High indebtedness still stops Moody’s from improving Portuguese, Spanish and Italian ratings

  • ECO News
  • 9 January 2019

The rating agency warned again about the high indebtedness level of the Portuguese, Spanish and Italian economies. High sovereign debt should still represent a constraint to Moody's ratings.

The high level of indebtedness of the Portuguese economy is still worrisome, especially for rating agencies like Moody’s, who has warned again that this will prevent them from improving the rating of the country.

The warning does not come at all as a surprise, and it has been often highlighted by Moody’s as one of the main reasons behind the agency’s decision to maintain the country’s rating. Other countries such as Spain and Italy, have received the same feedback as they both present high levels of government debt.

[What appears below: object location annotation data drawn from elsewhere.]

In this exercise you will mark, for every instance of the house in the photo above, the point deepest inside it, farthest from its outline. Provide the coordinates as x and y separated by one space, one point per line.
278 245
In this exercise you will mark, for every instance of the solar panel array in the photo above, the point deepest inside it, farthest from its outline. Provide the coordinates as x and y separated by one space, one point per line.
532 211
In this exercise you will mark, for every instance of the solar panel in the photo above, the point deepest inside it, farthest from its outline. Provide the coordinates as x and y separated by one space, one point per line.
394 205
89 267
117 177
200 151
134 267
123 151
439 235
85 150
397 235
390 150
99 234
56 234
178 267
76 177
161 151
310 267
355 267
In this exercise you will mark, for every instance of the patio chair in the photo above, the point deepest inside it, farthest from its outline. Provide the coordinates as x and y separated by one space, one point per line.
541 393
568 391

The warning was issued this Tuesday, and it is part of the agency’s analysis on the indebtedness level of Euro Zone member states. The outlook of these countries is stable and overall, the economy in the Euro Zone seems to present signs of steady growth which is largely motivated by a softening of the aggregate sovereign debt burden.

“While economic growth in the euro area will slow in 2019, at 1.9% it will remain robust enough to be credit supportive,” said Steffen Dyck, a Vice President and Senior Credit Officer at Moody’s. “However, mounting trade tensions and a slowing global economy are among prominent external downside risks to the benign macro-economic conditions we see for the euro area this year.”

The rating agency believes that the debt burden will continue to ease gradually, but it still warns that 84% of GDP represents a very high level of indebtedness, much higher than the levels recorded prior to the financial crisis.

Peripheral countries, such as Portugal, have received special attention from Moody’s in that context, as their high public debt levels present great constraints for the improvement of their ratings. “Elevated government indebtedness will remain a rating constraint for a number of euro area sovereigns such as Italy, Portugal and Spain”, the report shows.

On the 15th of February, Moody’s is expected to present a more detailed analysis of Portugal’s rating, and it will be the first rating agency to inform the markets about the Portuguese economy’s rating in 2019.

This happens four months after the agency improved the country’s rating to Baa3.